Recent psychophysical evidence indicates that the vertical arrangement of horizontal information is particularly important for encoding facial identity. In this paper we extend this notion to examine the role that information at different (particularly cardinal) orientations might play in a number of established phenomena each a behavioral “signature” of face processing. In particular we consider (a) the face inversion effect (FIE), (b) the facial identity after-effect, (c) face-matching across viewpoint, and (d) interactive, so-called holistic, processing of face parts. We report that filtering faces to remove all but the horizontal information largely preserves these effects but conversely, retaining vertical information generally diminishes or abolishes them. We conclude that preferential processing of horizontal information is a central feature of human face processing that supports many of the behavioral signatures of this critical visual operation.

From Coarse to Fine? Spatial and Temporal Dynamics of Cortical Face Processing

Primary vision segregates information along 2 main dimensions: orientation and spatial frequency (SF). An important question is how this primary visual information is integrated to support high-level representations. It is generally assumed that the information carried by different SF is combined following a coarse-to-fine sequence. We directly addressed this assumption by investigating how the network of face-preferring cortical regions processes distinct SF over time. Face stimuli were flashed during 75, 150, or 300 ms and masked. They were filtered to preserve low SF (LSF), middle SF (MSF), or high SF (HSF).

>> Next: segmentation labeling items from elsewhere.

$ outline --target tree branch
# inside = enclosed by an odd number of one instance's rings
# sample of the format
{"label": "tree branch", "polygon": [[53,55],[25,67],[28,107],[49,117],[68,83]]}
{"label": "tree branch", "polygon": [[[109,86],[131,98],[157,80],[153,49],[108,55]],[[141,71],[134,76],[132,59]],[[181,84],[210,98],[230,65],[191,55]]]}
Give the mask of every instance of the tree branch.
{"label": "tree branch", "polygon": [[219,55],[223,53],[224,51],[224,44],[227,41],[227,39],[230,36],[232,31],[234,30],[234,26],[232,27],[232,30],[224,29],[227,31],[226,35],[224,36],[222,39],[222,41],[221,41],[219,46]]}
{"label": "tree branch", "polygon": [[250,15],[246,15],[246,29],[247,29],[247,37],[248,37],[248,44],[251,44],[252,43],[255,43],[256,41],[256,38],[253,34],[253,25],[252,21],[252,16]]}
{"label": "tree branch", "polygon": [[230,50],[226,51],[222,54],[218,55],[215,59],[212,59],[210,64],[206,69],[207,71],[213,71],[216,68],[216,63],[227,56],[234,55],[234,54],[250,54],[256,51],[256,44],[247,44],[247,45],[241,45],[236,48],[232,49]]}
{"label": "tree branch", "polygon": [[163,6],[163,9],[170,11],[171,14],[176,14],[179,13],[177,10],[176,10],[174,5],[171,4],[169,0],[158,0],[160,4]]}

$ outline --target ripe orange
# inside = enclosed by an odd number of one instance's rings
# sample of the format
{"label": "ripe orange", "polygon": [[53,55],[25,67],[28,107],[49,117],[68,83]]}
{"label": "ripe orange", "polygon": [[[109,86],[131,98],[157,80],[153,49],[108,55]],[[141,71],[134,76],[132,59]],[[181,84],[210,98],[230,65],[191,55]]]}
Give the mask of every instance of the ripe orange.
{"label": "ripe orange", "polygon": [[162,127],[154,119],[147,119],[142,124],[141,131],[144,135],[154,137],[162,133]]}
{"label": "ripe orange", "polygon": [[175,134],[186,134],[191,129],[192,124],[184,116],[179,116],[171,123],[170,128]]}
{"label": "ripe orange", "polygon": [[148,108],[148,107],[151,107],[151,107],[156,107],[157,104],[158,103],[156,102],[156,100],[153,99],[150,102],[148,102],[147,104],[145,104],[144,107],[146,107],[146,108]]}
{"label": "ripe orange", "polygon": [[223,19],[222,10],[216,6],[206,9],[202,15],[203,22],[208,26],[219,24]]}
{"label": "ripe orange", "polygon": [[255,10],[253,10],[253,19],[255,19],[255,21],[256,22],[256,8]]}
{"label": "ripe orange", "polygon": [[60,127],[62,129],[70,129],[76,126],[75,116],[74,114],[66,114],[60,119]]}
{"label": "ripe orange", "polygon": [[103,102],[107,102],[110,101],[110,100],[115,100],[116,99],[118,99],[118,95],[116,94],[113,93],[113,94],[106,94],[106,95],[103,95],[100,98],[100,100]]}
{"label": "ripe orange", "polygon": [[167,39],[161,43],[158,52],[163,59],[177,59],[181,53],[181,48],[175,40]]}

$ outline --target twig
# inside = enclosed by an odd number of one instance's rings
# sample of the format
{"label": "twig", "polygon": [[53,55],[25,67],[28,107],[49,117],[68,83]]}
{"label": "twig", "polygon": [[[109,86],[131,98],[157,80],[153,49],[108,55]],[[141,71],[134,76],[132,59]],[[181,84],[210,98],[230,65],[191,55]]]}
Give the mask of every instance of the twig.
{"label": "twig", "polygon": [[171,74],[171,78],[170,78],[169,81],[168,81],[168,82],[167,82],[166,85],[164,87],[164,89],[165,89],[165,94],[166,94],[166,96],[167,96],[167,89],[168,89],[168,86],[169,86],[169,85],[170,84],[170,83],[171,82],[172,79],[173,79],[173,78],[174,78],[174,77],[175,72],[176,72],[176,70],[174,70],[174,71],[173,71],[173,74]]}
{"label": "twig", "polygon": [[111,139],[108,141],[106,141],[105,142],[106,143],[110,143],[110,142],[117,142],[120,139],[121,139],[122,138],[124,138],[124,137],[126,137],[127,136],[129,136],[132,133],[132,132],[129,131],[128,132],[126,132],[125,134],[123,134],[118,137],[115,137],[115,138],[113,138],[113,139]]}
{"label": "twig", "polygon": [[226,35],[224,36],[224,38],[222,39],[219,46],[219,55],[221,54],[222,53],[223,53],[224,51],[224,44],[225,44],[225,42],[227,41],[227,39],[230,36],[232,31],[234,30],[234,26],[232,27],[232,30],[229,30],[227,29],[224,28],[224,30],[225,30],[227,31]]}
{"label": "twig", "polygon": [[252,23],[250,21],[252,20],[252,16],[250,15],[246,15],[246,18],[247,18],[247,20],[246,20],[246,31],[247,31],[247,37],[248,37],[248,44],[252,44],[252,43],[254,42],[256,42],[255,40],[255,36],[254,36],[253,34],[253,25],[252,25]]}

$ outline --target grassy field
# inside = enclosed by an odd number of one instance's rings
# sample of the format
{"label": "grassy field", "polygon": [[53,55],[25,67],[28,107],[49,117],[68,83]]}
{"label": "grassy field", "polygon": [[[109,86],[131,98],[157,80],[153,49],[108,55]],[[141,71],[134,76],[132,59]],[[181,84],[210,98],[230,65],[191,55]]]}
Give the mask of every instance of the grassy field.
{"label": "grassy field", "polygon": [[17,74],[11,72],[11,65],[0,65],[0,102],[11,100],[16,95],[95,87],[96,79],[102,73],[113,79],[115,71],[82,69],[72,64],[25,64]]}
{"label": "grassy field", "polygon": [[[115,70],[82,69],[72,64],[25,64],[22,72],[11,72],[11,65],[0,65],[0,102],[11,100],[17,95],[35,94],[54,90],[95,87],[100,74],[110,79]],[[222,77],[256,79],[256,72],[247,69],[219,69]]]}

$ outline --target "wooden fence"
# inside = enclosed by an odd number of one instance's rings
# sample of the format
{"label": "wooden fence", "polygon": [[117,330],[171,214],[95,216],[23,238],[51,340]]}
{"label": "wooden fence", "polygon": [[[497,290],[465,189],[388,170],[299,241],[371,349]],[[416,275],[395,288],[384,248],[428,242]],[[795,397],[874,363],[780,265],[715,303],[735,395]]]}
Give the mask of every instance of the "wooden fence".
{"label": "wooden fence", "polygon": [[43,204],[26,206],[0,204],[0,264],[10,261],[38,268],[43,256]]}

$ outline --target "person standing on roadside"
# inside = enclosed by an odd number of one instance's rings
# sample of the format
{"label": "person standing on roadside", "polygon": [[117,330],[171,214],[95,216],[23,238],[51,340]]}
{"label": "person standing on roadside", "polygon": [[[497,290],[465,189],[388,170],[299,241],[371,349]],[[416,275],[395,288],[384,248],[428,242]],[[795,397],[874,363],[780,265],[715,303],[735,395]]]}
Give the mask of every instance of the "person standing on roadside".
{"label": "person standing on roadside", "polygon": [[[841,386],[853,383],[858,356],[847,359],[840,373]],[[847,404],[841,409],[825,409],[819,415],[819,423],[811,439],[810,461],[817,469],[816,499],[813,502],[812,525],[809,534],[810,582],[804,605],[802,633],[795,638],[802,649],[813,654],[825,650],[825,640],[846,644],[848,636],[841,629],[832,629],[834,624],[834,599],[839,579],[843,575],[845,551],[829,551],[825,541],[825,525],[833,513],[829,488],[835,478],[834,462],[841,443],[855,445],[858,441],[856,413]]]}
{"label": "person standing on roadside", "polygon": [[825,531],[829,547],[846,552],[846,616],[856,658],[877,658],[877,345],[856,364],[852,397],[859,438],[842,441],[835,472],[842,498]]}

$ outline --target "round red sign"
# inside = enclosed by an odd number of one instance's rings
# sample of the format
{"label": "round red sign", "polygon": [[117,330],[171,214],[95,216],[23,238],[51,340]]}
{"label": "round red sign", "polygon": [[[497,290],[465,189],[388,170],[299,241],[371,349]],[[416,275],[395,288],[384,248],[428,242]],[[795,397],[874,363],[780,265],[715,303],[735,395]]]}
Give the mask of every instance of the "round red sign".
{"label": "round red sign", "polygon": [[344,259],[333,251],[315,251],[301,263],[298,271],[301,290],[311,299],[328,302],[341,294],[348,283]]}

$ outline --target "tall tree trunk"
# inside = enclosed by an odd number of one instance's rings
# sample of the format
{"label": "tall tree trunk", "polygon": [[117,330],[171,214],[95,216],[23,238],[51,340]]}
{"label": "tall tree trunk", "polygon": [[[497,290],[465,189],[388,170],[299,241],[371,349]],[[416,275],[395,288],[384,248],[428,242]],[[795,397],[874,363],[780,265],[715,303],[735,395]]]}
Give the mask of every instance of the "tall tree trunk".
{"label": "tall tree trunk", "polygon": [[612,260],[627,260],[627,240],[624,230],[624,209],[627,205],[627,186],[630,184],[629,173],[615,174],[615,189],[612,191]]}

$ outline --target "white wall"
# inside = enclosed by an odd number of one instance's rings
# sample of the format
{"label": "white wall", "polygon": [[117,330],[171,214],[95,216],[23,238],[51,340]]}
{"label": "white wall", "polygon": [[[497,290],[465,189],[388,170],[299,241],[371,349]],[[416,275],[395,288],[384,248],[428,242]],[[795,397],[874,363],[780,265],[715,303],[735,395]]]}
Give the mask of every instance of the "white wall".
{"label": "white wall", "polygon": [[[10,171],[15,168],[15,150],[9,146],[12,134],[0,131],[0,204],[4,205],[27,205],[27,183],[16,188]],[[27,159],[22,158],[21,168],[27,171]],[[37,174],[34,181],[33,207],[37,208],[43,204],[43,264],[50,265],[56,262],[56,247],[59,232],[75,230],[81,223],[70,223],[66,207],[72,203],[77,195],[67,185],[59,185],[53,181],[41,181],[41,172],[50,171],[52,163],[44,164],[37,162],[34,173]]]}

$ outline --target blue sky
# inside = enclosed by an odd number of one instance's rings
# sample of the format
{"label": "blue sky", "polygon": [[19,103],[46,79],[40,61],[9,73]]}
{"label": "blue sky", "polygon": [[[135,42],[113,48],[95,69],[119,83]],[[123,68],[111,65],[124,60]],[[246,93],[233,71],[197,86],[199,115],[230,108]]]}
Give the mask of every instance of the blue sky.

Most face-preferring regions robustly responded to coarse LSF, face information in early stages of visual processing (i.e., until 75 ms of exposure duration). LSF processing decayed as a function of exposure duration (mostly until 150 ms). In contrast, the processing of fine HSF, face information became more robust over time in the bilateral fusiform face regions and in the right occipital face area. The present evidence suggests the coarse-to-fine strategy as a plausible modus operandi in high-level visual cortex.